In the process of dissection, the gastrointestinal tract, testis and kidneys of all groups appeared smooth and normal in colour and size. The common gastrointestinal adverse reactions of Indo included nausea, abdominal pain and diarrhoea. In order to avoid the side effects, there are many transdermal delivery formulations of Indo on the market, for example, Indomethacin Cataplasm, Indomethacin Liniment, Indomethacin Ointment, Indomethacin Cream, Compound Indometacin Cream, and so on. In the process of experiment, rats of all groups did not suffer from anorexia, diarrhoea and other abnormal symptoms through daily behaviour observation. Hence, the reproductive toxicity of Cel-Indo-NLCs-gel should be attached with great importance compared with gastrointestinal side effect. As shown in , sections of kidneys showed normal physiological structure and cell morphology. Sections of testis revealed that there were mature sperm cells and sperms in the testicular seminiferous tubules and the structure of seminiferous tubules, Sertoli cells, and the count of spermatogonia, spermatocytes and sperm were normal. The results revealed that no toxicity was caused after the topical administration of Cel-Indo-NLCs-gel and the preparation had better bioavailability.

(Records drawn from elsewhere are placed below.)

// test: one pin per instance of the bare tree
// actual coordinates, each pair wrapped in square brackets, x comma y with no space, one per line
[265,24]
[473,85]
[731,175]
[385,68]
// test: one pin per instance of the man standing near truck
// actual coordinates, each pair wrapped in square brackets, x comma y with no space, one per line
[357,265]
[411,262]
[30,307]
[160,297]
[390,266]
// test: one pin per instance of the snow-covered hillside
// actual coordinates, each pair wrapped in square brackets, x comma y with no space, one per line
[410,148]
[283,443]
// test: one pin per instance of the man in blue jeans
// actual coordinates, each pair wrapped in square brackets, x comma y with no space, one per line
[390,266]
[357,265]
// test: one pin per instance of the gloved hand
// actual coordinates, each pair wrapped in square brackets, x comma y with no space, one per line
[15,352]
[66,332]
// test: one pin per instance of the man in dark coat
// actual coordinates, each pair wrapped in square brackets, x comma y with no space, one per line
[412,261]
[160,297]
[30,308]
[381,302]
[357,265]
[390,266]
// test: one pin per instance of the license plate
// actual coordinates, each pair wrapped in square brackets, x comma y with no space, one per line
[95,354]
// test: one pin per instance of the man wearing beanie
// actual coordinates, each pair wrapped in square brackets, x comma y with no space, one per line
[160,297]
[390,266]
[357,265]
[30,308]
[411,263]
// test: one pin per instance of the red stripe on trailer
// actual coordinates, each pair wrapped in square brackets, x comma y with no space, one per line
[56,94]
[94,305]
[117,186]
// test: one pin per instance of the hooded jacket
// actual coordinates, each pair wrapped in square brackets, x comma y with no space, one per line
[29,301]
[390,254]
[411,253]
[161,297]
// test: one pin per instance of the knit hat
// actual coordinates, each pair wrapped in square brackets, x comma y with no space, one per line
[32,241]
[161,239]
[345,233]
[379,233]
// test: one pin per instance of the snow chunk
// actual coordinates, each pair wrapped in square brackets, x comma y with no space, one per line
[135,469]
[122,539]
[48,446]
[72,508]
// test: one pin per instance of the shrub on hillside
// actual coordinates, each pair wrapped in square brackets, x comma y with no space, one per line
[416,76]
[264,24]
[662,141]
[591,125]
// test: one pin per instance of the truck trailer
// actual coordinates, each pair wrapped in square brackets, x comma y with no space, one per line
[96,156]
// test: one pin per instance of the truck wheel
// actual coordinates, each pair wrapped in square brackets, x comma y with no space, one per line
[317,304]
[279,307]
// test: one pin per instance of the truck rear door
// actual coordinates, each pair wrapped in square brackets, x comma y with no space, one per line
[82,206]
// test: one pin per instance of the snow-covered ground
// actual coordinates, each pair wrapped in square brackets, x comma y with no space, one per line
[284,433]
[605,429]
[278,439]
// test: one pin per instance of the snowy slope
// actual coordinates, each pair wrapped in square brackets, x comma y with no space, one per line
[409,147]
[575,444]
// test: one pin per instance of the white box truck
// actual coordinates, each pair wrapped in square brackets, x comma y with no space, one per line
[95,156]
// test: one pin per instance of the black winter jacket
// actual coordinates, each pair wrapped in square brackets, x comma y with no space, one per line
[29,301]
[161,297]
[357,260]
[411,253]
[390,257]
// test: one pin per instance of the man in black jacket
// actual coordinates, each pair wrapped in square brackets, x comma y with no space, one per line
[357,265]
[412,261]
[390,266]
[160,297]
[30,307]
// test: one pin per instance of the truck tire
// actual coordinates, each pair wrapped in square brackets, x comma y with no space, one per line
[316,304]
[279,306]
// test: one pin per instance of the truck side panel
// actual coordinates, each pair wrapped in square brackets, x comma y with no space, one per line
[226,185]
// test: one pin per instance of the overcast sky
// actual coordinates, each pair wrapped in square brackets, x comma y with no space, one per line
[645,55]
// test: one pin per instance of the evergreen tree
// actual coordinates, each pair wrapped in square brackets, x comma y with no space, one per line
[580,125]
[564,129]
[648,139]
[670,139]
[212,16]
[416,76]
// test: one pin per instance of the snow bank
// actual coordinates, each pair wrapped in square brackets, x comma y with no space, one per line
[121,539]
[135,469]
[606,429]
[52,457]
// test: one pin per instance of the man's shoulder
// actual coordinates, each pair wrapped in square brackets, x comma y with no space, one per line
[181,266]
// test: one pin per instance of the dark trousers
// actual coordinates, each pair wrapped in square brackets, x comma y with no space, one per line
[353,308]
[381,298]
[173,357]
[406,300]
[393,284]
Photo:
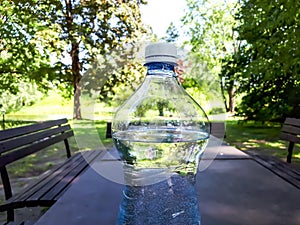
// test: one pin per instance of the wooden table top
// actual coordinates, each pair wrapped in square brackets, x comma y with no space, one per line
[232,189]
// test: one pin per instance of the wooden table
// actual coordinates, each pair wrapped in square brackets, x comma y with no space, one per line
[233,190]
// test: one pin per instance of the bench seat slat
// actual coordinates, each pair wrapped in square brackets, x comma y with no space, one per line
[19,200]
[21,153]
[291,129]
[47,191]
[289,137]
[60,178]
[61,186]
[31,138]
[14,132]
[292,121]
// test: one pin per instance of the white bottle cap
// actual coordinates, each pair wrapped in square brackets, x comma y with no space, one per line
[161,52]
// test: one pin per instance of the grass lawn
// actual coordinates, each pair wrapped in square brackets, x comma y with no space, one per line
[89,134]
[260,138]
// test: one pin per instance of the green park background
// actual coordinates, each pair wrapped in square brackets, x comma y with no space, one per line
[80,60]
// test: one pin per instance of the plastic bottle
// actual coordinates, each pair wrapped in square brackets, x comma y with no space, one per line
[160,132]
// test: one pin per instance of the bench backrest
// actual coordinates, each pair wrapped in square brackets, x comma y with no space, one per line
[16,143]
[291,130]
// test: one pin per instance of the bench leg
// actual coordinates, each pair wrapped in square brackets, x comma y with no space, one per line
[10,215]
[290,152]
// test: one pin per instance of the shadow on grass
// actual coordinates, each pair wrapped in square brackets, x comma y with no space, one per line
[261,138]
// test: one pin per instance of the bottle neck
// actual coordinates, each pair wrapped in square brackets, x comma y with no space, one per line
[161,68]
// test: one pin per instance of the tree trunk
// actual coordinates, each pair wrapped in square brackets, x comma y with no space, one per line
[224,97]
[76,80]
[231,94]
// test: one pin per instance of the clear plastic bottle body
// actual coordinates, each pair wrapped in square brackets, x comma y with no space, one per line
[160,132]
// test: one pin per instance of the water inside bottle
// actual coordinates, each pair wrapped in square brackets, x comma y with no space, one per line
[159,168]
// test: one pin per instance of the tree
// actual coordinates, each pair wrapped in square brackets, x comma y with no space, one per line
[79,32]
[22,56]
[172,33]
[271,74]
[210,27]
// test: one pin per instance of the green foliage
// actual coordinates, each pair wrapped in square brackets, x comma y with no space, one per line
[172,33]
[212,38]
[23,57]
[270,77]
[261,138]
[27,95]
[70,33]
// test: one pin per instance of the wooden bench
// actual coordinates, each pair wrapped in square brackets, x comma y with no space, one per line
[17,143]
[290,132]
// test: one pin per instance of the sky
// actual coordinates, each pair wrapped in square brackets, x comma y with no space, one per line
[160,13]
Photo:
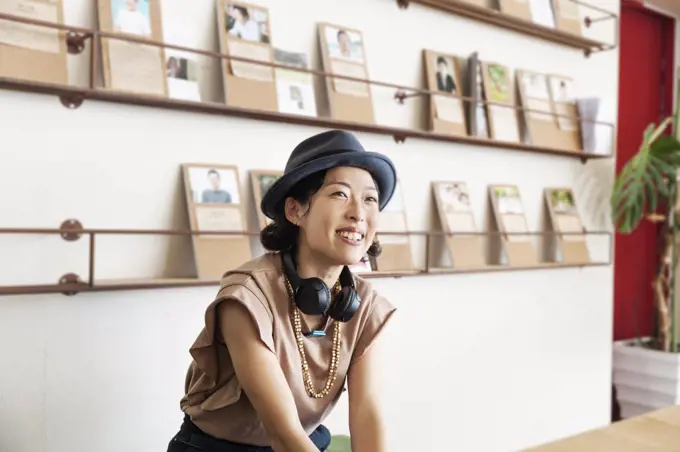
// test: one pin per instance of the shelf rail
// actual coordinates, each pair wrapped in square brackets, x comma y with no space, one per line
[72,230]
[495,17]
[73,96]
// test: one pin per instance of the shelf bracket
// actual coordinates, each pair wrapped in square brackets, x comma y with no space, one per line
[68,279]
[70,230]
[71,101]
[75,42]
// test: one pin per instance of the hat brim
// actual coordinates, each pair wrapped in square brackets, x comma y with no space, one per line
[378,165]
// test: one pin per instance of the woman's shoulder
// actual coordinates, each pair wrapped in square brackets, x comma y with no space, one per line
[266,267]
[370,297]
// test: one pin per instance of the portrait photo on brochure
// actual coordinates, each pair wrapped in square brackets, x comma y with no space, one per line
[213,185]
[508,201]
[499,89]
[182,78]
[454,197]
[295,89]
[562,202]
[249,23]
[344,44]
[446,82]
[131,17]
[562,90]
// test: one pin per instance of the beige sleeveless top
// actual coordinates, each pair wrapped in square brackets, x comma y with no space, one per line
[214,399]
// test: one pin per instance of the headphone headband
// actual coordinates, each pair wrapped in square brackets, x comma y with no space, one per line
[313,296]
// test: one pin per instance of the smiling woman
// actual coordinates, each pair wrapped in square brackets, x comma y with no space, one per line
[287,330]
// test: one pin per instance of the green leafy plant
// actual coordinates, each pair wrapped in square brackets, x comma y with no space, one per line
[647,182]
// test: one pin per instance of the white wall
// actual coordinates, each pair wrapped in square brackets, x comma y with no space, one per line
[480,362]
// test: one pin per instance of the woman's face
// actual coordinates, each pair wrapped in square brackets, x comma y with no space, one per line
[341,219]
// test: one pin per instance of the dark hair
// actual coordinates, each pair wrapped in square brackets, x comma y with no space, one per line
[281,234]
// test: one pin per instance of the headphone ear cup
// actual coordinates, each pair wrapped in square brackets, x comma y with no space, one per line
[313,296]
[345,305]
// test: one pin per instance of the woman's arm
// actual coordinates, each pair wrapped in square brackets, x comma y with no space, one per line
[259,373]
[367,430]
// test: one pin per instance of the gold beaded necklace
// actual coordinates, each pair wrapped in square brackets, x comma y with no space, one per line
[299,338]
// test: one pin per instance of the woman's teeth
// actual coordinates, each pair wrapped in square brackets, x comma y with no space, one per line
[354,236]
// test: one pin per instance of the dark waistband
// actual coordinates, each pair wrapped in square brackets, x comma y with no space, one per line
[321,437]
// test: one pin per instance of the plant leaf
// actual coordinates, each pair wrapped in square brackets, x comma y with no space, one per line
[644,180]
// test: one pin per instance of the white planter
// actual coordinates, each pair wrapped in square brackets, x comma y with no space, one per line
[646,380]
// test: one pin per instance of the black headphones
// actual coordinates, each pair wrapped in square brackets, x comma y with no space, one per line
[313,296]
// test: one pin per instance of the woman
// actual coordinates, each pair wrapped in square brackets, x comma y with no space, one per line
[288,329]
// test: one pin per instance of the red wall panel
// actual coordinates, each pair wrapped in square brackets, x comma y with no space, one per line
[646,49]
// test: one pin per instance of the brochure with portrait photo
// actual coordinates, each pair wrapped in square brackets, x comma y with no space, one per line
[131,66]
[215,206]
[295,89]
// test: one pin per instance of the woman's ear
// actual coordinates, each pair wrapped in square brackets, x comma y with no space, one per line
[293,211]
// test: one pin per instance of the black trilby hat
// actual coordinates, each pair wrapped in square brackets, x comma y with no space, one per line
[329,150]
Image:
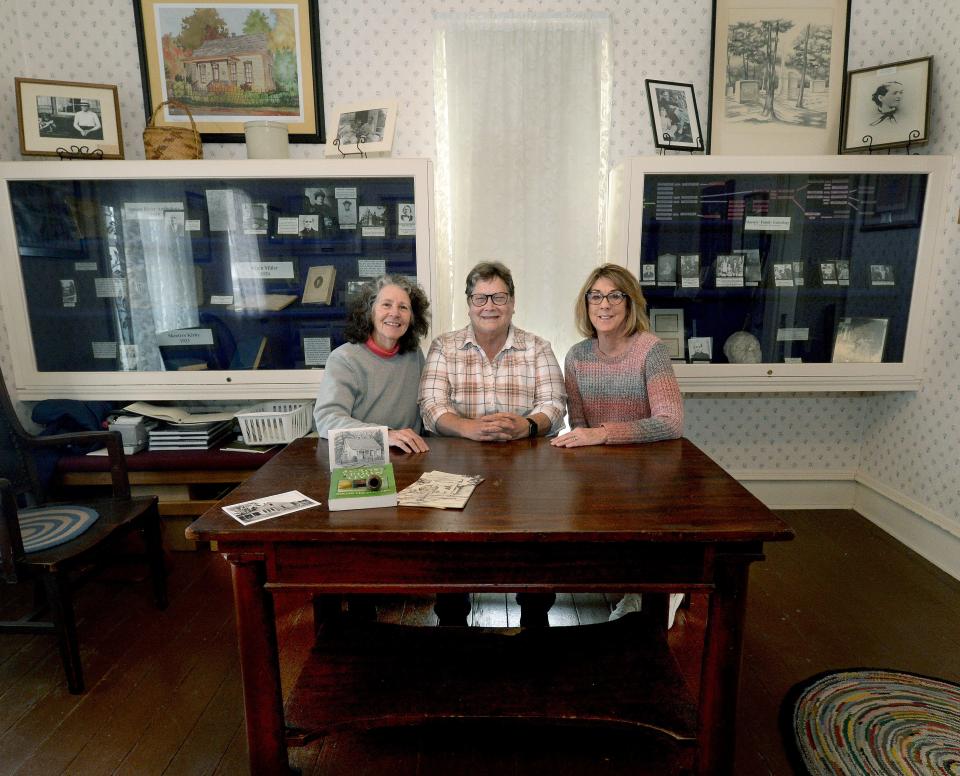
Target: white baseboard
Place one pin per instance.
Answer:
(925, 531)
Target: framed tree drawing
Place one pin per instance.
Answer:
(887, 106)
(232, 61)
(777, 76)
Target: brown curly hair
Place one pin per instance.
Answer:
(360, 313)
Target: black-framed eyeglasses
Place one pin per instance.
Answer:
(614, 297)
(479, 300)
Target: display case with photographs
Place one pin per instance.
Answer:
(790, 260)
(201, 279)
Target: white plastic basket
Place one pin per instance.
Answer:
(276, 422)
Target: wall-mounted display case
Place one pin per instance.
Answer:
(201, 279)
(782, 274)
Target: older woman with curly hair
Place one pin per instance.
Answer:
(374, 379)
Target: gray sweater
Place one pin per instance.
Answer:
(360, 388)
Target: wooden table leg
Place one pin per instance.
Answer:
(259, 666)
(720, 677)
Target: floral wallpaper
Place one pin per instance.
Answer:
(386, 48)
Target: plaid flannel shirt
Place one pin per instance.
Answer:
(523, 378)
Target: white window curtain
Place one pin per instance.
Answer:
(523, 117)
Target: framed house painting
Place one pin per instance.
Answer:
(232, 61)
(65, 115)
(674, 115)
(777, 76)
(887, 106)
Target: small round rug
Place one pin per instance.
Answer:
(46, 527)
(874, 722)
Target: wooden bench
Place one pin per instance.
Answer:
(187, 482)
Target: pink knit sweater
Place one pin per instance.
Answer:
(634, 396)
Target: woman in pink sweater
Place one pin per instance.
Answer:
(620, 383)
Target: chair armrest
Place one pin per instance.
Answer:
(114, 445)
(11, 544)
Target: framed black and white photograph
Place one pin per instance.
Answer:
(783, 274)
(887, 106)
(843, 272)
(64, 115)
(361, 446)
(828, 273)
(881, 275)
(690, 270)
(730, 270)
(674, 115)
(667, 269)
(860, 341)
(667, 324)
(700, 350)
(777, 76)
(362, 126)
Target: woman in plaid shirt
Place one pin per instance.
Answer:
(492, 382)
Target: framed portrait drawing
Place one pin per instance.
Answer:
(887, 106)
(63, 114)
(232, 61)
(674, 115)
(367, 126)
(777, 76)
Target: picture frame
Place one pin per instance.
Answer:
(235, 76)
(674, 115)
(887, 106)
(368, 126)
(860, 341)
(51, 116)
(756, 42)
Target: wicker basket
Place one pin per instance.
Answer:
(276, 422)
(166, 142)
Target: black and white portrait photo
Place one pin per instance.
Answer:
(729, 270)
(860, 341)
(673, 113)
(886, 104)
(667, 269)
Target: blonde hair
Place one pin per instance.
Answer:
(623, 280)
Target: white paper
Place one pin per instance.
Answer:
(185, 337)
(793, 334)
(104, 349)
(767, 224)
(371, 268)
(271, 270)
(316, 350)
(258, 509)
(288, 225)
(108, 288)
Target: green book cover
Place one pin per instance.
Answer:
(362, 487)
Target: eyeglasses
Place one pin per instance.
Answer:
(614, 297)
(480, 300)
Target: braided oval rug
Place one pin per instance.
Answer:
(874, 722)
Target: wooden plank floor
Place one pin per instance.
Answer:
(164, 688)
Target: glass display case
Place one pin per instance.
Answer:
(201, 279)
(767, 274)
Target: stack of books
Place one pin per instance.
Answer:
(192, 436)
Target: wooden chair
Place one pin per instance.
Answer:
(56, 570)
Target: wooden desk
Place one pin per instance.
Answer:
(651, 518)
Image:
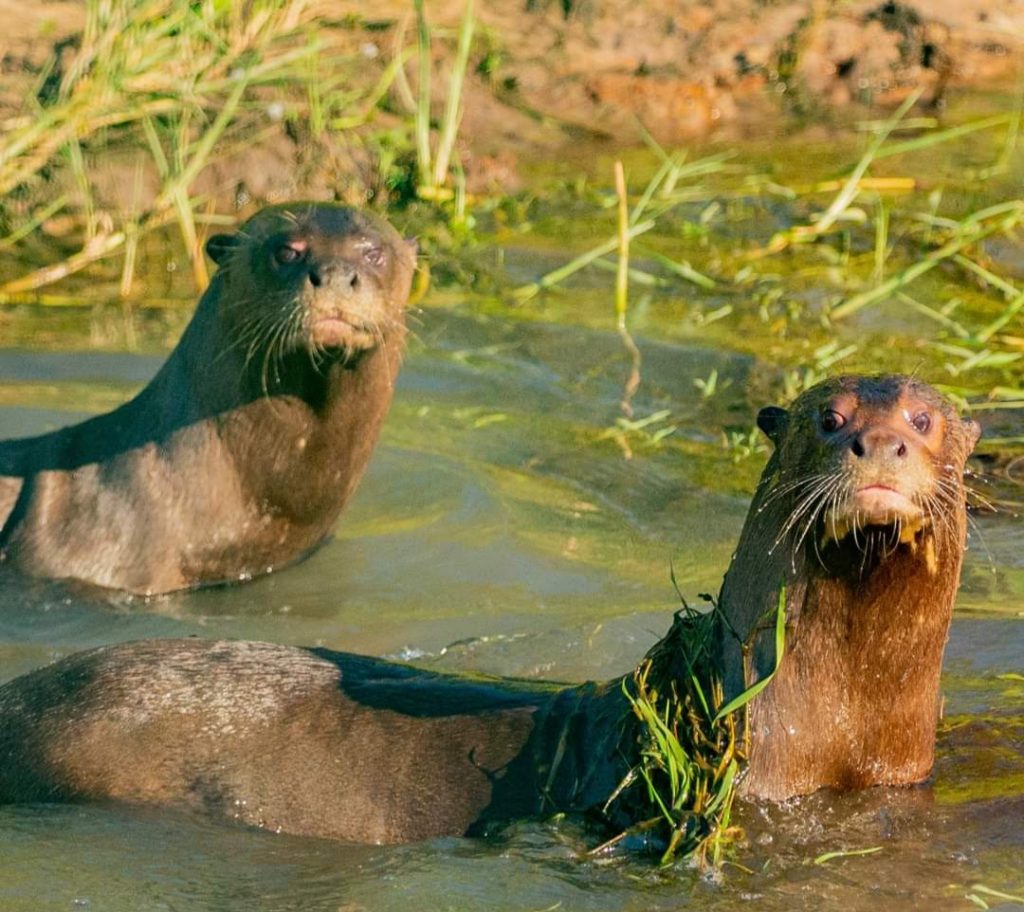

Figure 14. Histopathological images of kidneys and testis of different groups. The images presented are dedicated for (A) Normal (normal rats), (B) Model (RA rats without treatment), (C) Safety control (normal rats with Cel-Indo-NLCs-gel), (D) Cel-NLCs-gel (RA rats with Cel-NLCs-gel), (E) Indo-NLCs-gel (RA rats with Indo-NLCs-gel) and (F) Cel-Indo-NLCs-gel (RA rats with Cel-Indo-NLCs-gel) group.

Figure 14. Histopathological images of kidneys and testis of different groups. The images presented are dedicated for (A) Normal (normal rats), (B) Model (RA rats without treatment), (C) Safety control (normal rats with Cel-Indo-NLCs-gel), (D) Cel-NLCs-gel (RA rats with Cel-NLCs-gel), (E) Indo-NLCs-gel (RA rats with Indo-NLCs-gel) and (F) Cel-Indo-NLCs-gel (RA rats with Cel-Indo-NLCs-gel) group.

Conclusions

In this study, an NIR fluorescent probe was employed to track the transdermal translocation of NLCs, which demonstrated NLCs can penetrate into skin by its small particle size and hair follicle pathway. The potential of Cel combined with Indo co-encapsulated in NLCs was investigated. The optimized Cel-Indo-NLCs were incorporated into gel for convenient skin application. The pharmacodynamics test indicated the enhanced anti-inflammatory effect, analgesic effect and anti-rheumatic effect of Cel-Indo-NLCs-gel in FCA-induced RA model. Cel-Indo-NLCs-gel could relieve arthritis by inhibiting cytokines expression and inflammatory infiltration into the inflamed joints. These results suggested that Cel-Indo-NLCs-gel could be a promising sustained transdermal delivery to relieve RA and avoid side effects on the gastrointestinal and reproductive systems.

Acknowledgements

We thank Professor Wei Wu from Fudan University for gifting the P4 dye.

Disclosure statement

No potential conflict of interest was reported by the authors.